Figure 3. Effects of classical oncogenic and tumor suppressive pathways on mitochondrial biology.

Key mechanisms of mitochondrial regulation by c-MYC, K-RAS, PI3K and p53 signaling pathways. Through transcriptional regulation, c-Myc induces mitochondrial biogenesis and metabolism in addition to its stimulation of cell cycle progression and glycolysis. c-Myc promotes mitochondrial fusion and respiration, which can result in increased ROS production and oxidative signaling. Hyperactive PI3K signaling through either PI3K mutation or loss/mutatoin of the PTEN tumor suppressor results in mTOR activation, which is additionally regulated by nutrient availability, to regulate cell growth. mTOR promotes mitochondrial biogenesis both transcriptionally and translationally.
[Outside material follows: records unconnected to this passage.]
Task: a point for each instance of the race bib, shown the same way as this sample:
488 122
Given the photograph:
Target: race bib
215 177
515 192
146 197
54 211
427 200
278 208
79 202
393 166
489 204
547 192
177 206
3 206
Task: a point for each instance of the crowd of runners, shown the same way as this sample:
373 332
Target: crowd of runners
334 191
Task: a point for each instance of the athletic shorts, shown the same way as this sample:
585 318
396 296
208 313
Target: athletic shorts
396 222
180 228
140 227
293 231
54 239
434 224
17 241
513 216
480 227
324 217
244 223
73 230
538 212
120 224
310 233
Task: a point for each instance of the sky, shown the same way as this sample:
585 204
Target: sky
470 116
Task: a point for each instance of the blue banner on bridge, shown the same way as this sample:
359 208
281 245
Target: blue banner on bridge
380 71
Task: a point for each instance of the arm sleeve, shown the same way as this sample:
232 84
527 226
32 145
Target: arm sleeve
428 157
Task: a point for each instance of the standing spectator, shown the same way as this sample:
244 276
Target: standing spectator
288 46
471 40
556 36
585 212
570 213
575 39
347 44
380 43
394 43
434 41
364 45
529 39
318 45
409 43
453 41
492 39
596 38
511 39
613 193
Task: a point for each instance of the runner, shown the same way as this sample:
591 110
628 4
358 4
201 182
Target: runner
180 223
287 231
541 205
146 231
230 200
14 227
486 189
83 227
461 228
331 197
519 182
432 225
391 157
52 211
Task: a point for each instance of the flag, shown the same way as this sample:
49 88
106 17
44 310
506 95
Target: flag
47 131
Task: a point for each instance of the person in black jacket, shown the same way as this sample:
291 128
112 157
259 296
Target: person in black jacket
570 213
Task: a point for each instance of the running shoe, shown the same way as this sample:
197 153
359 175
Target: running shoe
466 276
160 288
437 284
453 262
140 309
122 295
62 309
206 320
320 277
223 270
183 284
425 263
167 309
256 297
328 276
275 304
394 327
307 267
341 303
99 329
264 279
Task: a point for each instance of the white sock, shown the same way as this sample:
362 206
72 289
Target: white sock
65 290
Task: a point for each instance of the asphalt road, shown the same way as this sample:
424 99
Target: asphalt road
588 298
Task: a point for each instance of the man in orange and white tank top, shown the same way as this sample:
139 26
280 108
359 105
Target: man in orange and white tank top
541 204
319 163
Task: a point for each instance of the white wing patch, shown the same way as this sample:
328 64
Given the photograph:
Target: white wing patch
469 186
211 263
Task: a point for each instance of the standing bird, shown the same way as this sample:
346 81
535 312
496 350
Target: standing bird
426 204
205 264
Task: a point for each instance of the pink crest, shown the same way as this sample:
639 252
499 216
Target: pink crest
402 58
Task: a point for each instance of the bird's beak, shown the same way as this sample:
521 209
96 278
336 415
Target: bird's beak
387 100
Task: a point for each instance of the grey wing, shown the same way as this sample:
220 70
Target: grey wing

Low nutrient conditions that result in a high AMP/ATP ratio result in AMPK activation, which opposes the mTOR pathway. During chronic nutrient deprivation, AMPK can also promote mitochondrial biogenesis to allow for metabolic flexibility. Loss of p53 promotes survival not only via transcriptional regulation of cell death programs but also through direct interactions with Bcl-2 proteins at the mitochondria. p53 can also induce mitochondrial respiration to promote tumorigenesis by allowing for metabolic flexibility. Oncogenic K-Ras mutations result in a coordinated program of mitochondrial regulation, inhibiting respiration through multiple mechanisms as well as promoting mitochondrial fission and mitophagy.